Ein musikalischer Streifzug durch die Alpen:
In der Bibliothek eines abgelegenen schweizer Kloster (Claustra San Jon, Val Müstair, Graubünden) hat das Trio Lézard eine anonyme Handschrift mit Musik von (ca.) 1760 entdeckt. Der heutigen Bibliothekarin zufolge, Schwester Paula, spielten die Nonnen diese überaus anmutigen Werke früher zum Gottesdienst. Nicht weniger anmutig, jedoch viel berühmter, die Trios des Österreichers Wolfgang Amadeus Mozart aus seiner Wiener Zeit.

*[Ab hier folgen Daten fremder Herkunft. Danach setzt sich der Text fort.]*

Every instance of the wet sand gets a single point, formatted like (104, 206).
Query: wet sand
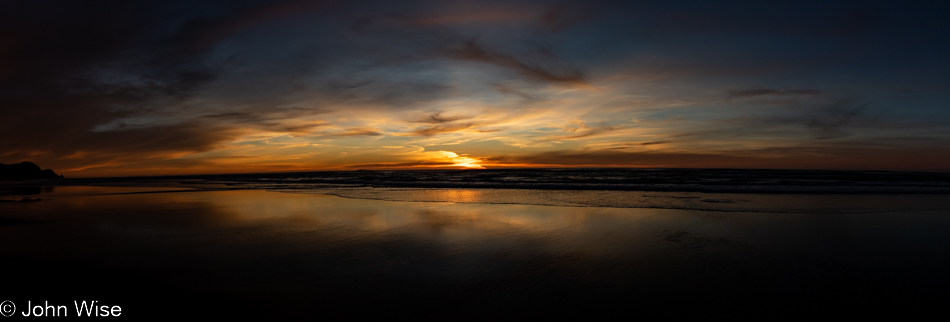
(283, 255)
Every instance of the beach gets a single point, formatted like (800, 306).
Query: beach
(174, 252)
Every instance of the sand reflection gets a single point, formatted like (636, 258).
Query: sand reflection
(331, 254)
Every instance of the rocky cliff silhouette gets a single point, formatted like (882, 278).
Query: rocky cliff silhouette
(25, 170)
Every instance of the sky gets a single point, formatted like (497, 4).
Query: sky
(127, 88)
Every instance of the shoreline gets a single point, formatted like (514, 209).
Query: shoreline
(306, 255)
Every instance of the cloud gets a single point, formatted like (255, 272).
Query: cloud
(439, 129)
(542, 66)
(824, 157)
(754, 92)
(438, 118)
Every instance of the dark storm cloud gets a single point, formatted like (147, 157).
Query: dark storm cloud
(825, 117)
(441, 128)
(541, 66)
(438, 118)
(818, 157)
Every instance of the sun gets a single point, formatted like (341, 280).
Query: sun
(460, 161)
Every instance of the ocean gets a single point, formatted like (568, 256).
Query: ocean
(485, 244)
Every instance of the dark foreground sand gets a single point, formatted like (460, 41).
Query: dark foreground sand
(280, 255)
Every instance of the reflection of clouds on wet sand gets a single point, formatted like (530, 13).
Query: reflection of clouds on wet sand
(339, 253)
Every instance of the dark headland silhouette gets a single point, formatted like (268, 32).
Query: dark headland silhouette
(26, 171)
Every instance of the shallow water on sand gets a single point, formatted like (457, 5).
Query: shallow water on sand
(254, 252)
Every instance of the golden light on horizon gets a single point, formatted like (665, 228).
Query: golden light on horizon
(461, 161)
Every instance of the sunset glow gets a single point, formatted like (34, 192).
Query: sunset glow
(270, 85)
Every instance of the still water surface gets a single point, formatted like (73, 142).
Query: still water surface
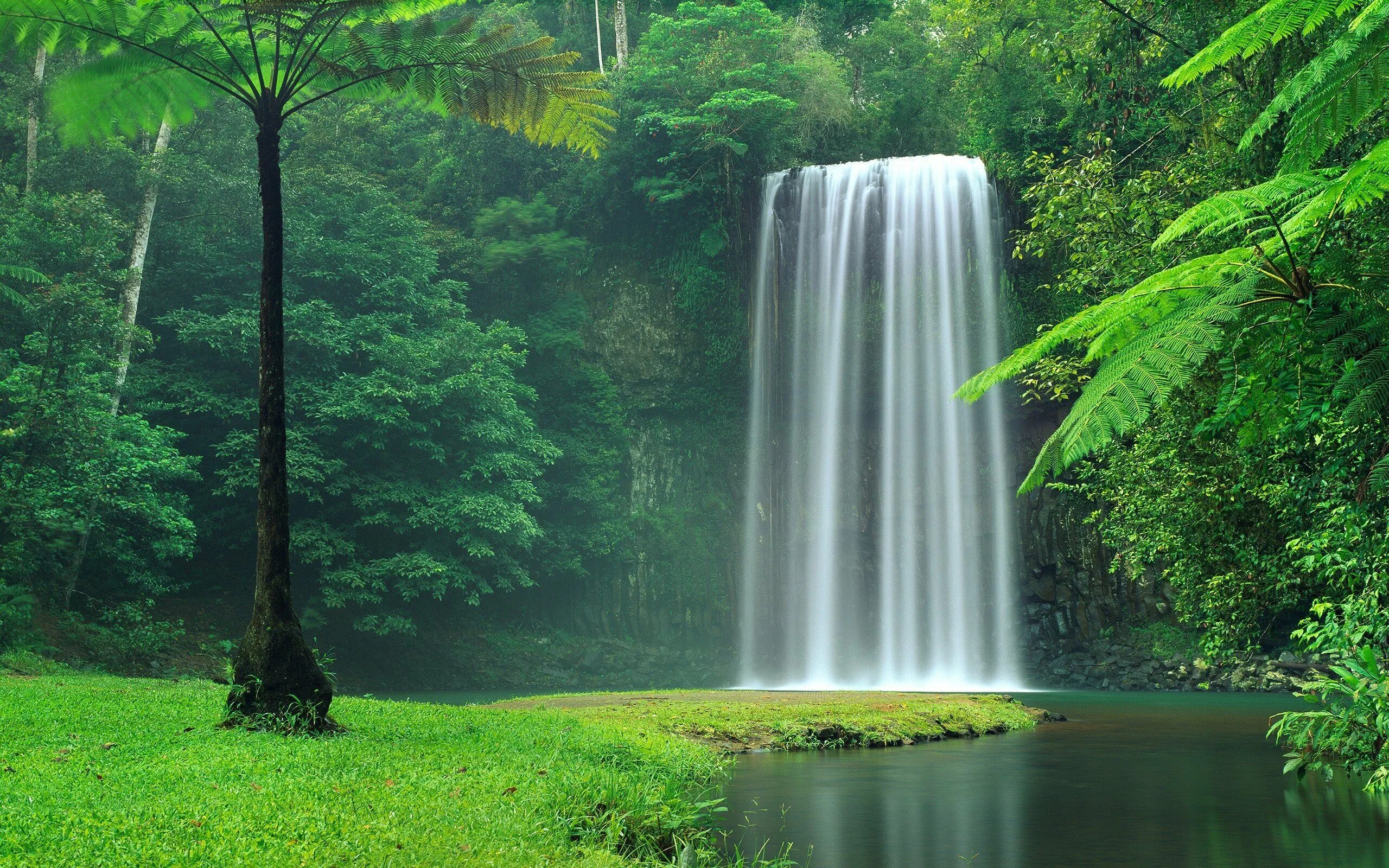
(1131, 781)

Wie die anonymen Werke aus der Klosterbibliothek spielt das Trio Lézard Mozarts Divertimenti KV 439/b auf Originalinstrumenten und verleiht ihnen dadurch gleichsam Charme und ätherische Leichtigkeit. Selten gehörte Werke von schweizer Komponisten wie Albert Moeschinger, Pierre Wissmer und Heinz Holliger ergänzen den musikalischen Streifzug zu einem farbenfrohen und sinnlichen Strauß alpiner Musik.
 
Instrumente: historische & moderne Oboen, Klarinetten und Fagotte.